A time for rational thinking

Published: Thursday, January 18, 2007 at 6:01 a.m.
Last Modified: Wednesday, January 17, 2007 at 3:22 p.m.
The broad gauges show an American economy perking along nicely. Consumer confidence remains high. The stock market continues to soar. And just recently, a key index of manufacturing strength surprised even the analysts. Many economists now predict that the economy will retain momentum well into 2007 and weather the hits of falling home prices and weakness in the auto industry.f-z So amid all these positive signs, why are so many people - particularly some of those recently elected to Congress - so worried?
The reason has something to do with the internal fighting among Democrats who, now in power, must take up the burden of setting the agenda.
One of the biggest divides in the party since the midterm elections has been economic issues. But that legacy is now under siege from populists elected Nov. 7 who, with the backing of organized labor, may try to launch a foolish fight against globalization.
They have some ammunition. Inflation-adjusted wages for the average worker hadn't risen much until recently. Federal statistics now show that trend has finally shifted, but anxiety remains high on both the factory floor and among vulnerable white-collar workers alike. Meanwhile, the ranks of wealthy America continue to grow disproportionately to the ranks of the middle class. That's something that even some of President Bush's cabinet - notably Treasury Secretary Henry Paulson - have expressed concern about.
But it's important for the cooler heads in Washington to understand what Congress can accomplish - and what it cannot.

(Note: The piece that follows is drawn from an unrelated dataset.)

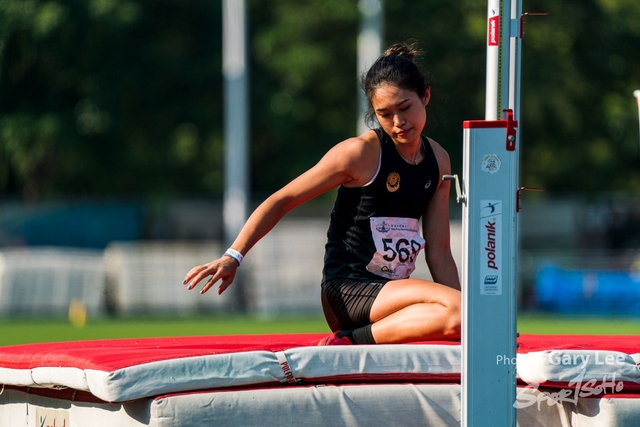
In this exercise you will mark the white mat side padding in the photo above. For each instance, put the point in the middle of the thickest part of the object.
(434, 363)
(370, 405)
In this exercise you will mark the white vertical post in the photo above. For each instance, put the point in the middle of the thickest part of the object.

Congress should not: pass protectionist legislation that slams the door on free trade. That would be a short-sighted mistake and make it harder for American companies, including those in Wisconsin, to compete in the global marketplace. This doesn't mean that safeguards for American workers and concerns over working conditions overseas aren't reasonable. But a trade war could cost the country thousands of jobs.
The question is whether the new leaders in Congress understand the limits of their reach.